The growing movement’s name came from a zine called “Clitical Mass” that inspired SAIC student Abby Gordon’s book club to take political action.
SR: How did you get started with Clitical Mass here in Chicago?
AG: Clitical Mass started in Pittsburgh when I had a feminist collective going on there. We would have meetings and talk about ways to involve more women in the queer community and the bike community.
This spawned the idea of a Clitical Mass. We had been to a lot of the Critical Masses and found that we weren’t so welcome there. We felt more invisible than visible because our presence was seen as being accepted, even though it wasn’t. We felt alienated. We felt that we weren’t welcome as women.
So we came up with the idea of a clitical mass, which would be an all-female bike ride in response to this male-dominated culture which we had all been dealing with, at that time, pretty harshly.
I was working at a bike shop at that point and coming into a lot of problems with the owner who had been discriminating against me and various other women who had been working with bikes or in collectives.
We felt that we need to start changing things and our way of doing that was starting Clitical Mass, an all-female bike ride.
As I became more involved in the Chicago bike culture, I began to see more and more of the (same) problems [here].
My friends and I had a feminist book club that we started on a whim…Typically, we’d pick books that would spawn some sort of activist related action that we could do. I brought in this zine called “Clitical Mass” which was written by a friend of mine from back home (in Pittsburgh), Andulhisa Nole.

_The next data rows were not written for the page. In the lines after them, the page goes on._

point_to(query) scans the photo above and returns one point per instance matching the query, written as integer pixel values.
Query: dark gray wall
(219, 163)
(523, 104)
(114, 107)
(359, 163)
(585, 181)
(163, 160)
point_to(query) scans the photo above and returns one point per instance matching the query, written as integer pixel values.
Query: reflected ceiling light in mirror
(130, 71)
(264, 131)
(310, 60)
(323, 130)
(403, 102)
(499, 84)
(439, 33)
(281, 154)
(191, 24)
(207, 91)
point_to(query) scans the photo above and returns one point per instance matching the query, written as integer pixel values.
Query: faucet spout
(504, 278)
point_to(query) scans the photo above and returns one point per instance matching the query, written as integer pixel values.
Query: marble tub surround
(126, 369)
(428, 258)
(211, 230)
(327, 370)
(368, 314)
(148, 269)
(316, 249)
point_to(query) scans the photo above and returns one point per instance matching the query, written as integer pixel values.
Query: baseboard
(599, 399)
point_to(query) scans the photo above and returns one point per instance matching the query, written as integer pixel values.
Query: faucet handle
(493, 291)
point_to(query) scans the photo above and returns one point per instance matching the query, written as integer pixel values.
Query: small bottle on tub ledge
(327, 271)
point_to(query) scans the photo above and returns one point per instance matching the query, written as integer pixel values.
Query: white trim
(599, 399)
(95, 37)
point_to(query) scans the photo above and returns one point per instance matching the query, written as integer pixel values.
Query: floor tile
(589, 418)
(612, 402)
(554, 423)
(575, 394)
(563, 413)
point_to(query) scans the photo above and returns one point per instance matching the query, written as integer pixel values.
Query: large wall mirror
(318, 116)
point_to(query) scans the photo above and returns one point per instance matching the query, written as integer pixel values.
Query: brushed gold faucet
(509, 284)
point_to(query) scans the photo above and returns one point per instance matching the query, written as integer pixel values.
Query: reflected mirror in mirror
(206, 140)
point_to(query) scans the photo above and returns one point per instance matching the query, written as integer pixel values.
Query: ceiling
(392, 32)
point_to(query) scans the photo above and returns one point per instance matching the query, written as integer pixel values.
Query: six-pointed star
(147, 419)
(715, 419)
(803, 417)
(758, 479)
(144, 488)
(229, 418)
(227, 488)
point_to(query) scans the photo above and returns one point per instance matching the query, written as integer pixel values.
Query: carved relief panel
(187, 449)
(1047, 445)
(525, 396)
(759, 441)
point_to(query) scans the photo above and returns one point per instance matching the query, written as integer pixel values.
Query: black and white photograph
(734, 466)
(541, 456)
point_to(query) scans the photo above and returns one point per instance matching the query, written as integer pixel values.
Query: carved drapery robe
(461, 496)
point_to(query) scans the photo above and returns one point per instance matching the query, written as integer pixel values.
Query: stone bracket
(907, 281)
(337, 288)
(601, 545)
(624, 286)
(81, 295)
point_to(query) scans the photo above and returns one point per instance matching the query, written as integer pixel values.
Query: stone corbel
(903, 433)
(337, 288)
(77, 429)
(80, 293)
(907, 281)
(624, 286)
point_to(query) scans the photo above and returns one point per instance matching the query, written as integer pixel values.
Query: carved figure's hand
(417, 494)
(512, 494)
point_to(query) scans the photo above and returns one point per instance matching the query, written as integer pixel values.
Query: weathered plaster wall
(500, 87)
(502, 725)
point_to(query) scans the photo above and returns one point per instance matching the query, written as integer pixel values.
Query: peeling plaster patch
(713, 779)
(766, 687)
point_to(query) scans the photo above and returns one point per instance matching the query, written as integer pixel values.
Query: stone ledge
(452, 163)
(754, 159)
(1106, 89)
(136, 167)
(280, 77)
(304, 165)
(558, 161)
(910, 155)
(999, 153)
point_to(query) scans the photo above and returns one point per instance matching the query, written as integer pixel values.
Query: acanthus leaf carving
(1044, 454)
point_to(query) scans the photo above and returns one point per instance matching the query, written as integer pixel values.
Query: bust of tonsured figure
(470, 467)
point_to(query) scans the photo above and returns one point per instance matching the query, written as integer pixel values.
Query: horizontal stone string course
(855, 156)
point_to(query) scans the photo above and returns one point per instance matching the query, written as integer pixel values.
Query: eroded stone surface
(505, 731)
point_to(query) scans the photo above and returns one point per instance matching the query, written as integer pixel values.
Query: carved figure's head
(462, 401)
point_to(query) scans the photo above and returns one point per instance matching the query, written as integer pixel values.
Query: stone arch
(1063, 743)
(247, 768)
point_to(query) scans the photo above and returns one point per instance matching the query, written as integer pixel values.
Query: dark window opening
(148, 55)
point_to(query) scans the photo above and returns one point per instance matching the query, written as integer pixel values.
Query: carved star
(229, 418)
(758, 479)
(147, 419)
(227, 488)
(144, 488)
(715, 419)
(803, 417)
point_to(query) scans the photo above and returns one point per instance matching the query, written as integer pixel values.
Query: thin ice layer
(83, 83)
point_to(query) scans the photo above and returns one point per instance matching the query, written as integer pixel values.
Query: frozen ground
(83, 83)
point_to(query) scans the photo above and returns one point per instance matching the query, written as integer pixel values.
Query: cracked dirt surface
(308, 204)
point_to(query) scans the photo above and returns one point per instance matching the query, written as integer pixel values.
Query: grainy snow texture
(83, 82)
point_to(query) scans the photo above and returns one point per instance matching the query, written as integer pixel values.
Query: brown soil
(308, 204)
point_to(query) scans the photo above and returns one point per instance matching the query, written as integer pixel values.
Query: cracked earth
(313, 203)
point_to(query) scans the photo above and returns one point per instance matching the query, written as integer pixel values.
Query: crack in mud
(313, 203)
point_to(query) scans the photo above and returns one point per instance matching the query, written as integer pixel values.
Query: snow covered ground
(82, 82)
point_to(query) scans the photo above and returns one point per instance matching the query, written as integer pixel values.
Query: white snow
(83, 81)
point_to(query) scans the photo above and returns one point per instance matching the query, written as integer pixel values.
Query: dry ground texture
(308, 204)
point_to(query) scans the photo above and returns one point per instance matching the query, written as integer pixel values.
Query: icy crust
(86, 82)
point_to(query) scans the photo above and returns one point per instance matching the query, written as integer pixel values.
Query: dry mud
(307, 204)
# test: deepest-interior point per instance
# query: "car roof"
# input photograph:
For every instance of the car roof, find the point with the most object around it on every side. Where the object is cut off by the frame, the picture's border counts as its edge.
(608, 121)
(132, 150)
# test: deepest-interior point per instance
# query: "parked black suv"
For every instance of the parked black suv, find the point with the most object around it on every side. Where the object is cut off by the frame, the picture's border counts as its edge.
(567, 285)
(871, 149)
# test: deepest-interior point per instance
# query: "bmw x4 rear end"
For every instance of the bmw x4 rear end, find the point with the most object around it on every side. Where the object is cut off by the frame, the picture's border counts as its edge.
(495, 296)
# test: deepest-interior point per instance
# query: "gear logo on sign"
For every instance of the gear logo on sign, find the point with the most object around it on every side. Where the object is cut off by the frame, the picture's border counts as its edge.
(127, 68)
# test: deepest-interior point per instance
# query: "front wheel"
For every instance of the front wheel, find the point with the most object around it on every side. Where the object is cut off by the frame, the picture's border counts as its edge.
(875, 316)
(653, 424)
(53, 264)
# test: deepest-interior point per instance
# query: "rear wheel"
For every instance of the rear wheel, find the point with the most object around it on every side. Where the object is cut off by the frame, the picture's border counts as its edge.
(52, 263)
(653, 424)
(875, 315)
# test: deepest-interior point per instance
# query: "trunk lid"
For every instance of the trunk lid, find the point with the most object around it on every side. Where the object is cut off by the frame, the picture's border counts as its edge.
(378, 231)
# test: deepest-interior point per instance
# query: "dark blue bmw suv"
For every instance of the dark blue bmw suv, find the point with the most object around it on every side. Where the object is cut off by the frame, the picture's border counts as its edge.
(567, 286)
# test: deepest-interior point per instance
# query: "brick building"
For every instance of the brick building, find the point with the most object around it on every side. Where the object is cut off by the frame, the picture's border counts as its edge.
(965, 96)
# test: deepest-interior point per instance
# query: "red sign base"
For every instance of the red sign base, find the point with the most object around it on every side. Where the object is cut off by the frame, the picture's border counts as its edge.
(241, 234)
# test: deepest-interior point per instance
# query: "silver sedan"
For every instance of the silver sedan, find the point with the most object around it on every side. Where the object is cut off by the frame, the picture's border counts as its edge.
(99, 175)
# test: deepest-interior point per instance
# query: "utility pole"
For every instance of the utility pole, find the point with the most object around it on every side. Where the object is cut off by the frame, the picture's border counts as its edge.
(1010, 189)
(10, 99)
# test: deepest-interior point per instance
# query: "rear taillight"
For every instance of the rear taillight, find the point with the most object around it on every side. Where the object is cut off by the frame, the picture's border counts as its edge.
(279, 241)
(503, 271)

We were reading through this, and being like, “Hey, man! We all ride bikes and have these problems.” We all got really excited and thought, “Hey! We should start a Clitical Mass here.” Since we all have experience with Critical Masses, we knew how to structure our Clitical Mass. We screen-printed flyers and posters and wheat-pasted them around town, used the Internet. We got a decent amount of women together for the first mass.
SR: How was the first ride of Clitical Mass?
AG: It started out really well. We had a power circle going on. We had all the women meet at the fountain in Wicker Park and then we rode to Pilsen, [and] Harrison Park.
In the beginning, it was great. We all sat around [and] talked about what we wanted out of this ride, what our goals were, and discussed some general rules and boundaries we would all follow. We wanted this to create a really collective consciousness. We didn’t want anyone to be a leader. We didn’t want anyone to be a follower. We wanted everyone to have equal input in what we were doing and what our goals were. [This] was difficult because there were a core group of six women that did…all the work to create this, but once we were in this space as women on bikes, we wanted it to be an equal exchange of ideas and opinions and work.
There were some altercations…At one point, a car clipped a woman, but she didn’t get harmed. There was some response from some of the women that I found troubling, and I think part of that was due to the fierce passion that we had at that time. We had such a rush of adrenaline.
We should’ve talked about what our goals were for a little longer. That’s not something they do at a Critical Mass. It’s not something we’re used to doing. We don’t sit in a fucking circle at a Critical Mass and talk about what we want out of this, we just ride our bikes, and that’s why Clitical Mass is different.
Our point is to be visible where we’re invisible, so we wanted to give everyone a chance to speak. However, there were a few people who had different ideas of what a Clitical Mass is. In the end, the fall 2009 ride was extremely successful for the first Clitical Mass Chicago, and it was a great turnout.
SR: What do you see as the future of Clitical Mass?
AG: I see it getting as big as Critical Mass. How many men and women are there in Chicago? Fairly equally amount. How many of them ride bikes? Probably a fairly equal amount. I would say my hope for Clitical Mass is for it to be a mass…the size of a Critical Mass. It’s important to think how Clitical Mass can help shape bike culture.
I also want to mention that it’s a women and trans mass. People that are invisible in our society are welcome in this mass, and we hope it gains momentum. It did in Pittsburgh. We had 100 or 150 people at one of our last rides there. So, for a mass that’s completely outside of regulation, outside of Critical Mass, that’s more DIY than critical. That’s our goal.
Another Clitical Mass was spawned because we didn’t organize for the following month. Some other people got one together, which is exactly our hope. It was really hectic putting the first one together and the struggle was definitely worth it. And someone else picked it up. Someone else started a Clitical Mass. I know that word of mouth spreads quickly. There’s Clitical Masses in Paris, London, Pittsburgh. I think that one mass will gain attention and word will spread, and we’ll have Clitical Masses everywhere.